Either way, I don't think ASR is intended to work with rank-deficient data (TBC). I'm curious, have you encountered a paper where they do this (ICA then ASR)? My instinct would be to do the opposite (ASR then ICA).

Also, I have been testing the version of meegkit I have implemented with the latest version (0.1.7); using the same calibration files, it seems that the latest version is more lenient in handling artifacts and does not correct the signal as aggressively; was this implemented by design? (I will attach some pictures comparing the 2 versions once I have them organised)

I have not touched the ASR code in a while so this is really the case it is not intended behaviour. Will wait for you confirmation before digging into this further.

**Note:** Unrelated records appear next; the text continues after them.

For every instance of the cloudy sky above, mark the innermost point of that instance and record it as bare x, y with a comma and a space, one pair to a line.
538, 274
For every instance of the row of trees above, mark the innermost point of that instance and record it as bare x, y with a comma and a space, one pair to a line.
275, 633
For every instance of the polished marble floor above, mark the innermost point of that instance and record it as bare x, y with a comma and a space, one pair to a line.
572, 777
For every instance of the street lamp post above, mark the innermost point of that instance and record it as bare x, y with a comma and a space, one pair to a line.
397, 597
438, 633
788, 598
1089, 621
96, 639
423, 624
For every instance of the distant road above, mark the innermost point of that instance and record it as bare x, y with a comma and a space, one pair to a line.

Not exactly. We usually do ASR on our data before ICA. These are all done offline on MATLAB. However, our application is implemented on Python. The preprocessing pipeline is still in the same order. Its just I noticed this "complexWarning" while doing some testing on our application, and then noticed that the reconstructed data was distorted. After digging a little bit more, I found that I could recreate the "complexWarning" and distorted data if I used a calibration signal that has been ICA-ed. I can't trace the source of the calibration signal that initially created this issue since I wasn't the one that recorded it, but a quick look at it shows there aren't any blink artifacts in the 1-minute of data, which probably meant that it was processed with ICA.

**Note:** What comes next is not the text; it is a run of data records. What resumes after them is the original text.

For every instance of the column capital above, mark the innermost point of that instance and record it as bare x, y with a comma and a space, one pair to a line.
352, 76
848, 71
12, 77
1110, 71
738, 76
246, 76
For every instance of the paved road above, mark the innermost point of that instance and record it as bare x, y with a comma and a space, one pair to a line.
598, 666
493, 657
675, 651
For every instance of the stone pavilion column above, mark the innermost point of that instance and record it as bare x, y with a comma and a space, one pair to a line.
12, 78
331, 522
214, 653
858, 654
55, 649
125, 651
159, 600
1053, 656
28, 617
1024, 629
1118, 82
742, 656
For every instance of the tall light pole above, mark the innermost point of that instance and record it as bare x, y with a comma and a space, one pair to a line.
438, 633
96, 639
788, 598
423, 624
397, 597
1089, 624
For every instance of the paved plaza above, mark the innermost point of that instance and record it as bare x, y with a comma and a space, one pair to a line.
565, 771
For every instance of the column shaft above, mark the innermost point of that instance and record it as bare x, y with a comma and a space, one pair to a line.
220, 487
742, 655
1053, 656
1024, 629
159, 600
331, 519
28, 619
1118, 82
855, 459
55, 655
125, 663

jeremylinwx commented 5 months ago

ASR_comparison.zip These are just some examples I have ran using the same calibration data file. Blue is the original and orange is the reconstructed data. version1 refers to the 0.1 version of meegkit and version7 refers to the latest 0.1.7 version of meegkit available here

This is not intended. Do you get any error / warning in 0.1.7 that you don't get in 0.1 ?

So far, no. Both versions run fine, no changes to the default values of the ASR class, just the reconstructed signals that differ quite drastically.

nbara commented 4 months ago

So far, no. Both versions run fine, no changes to the default values of the ASR class, just the reconstructed signals that differ quite drastically.

Ok I'll look into it

nbara commented 4 months ago

@jeremylinwx can you tell me what version you are referring to when you say 0.1 ?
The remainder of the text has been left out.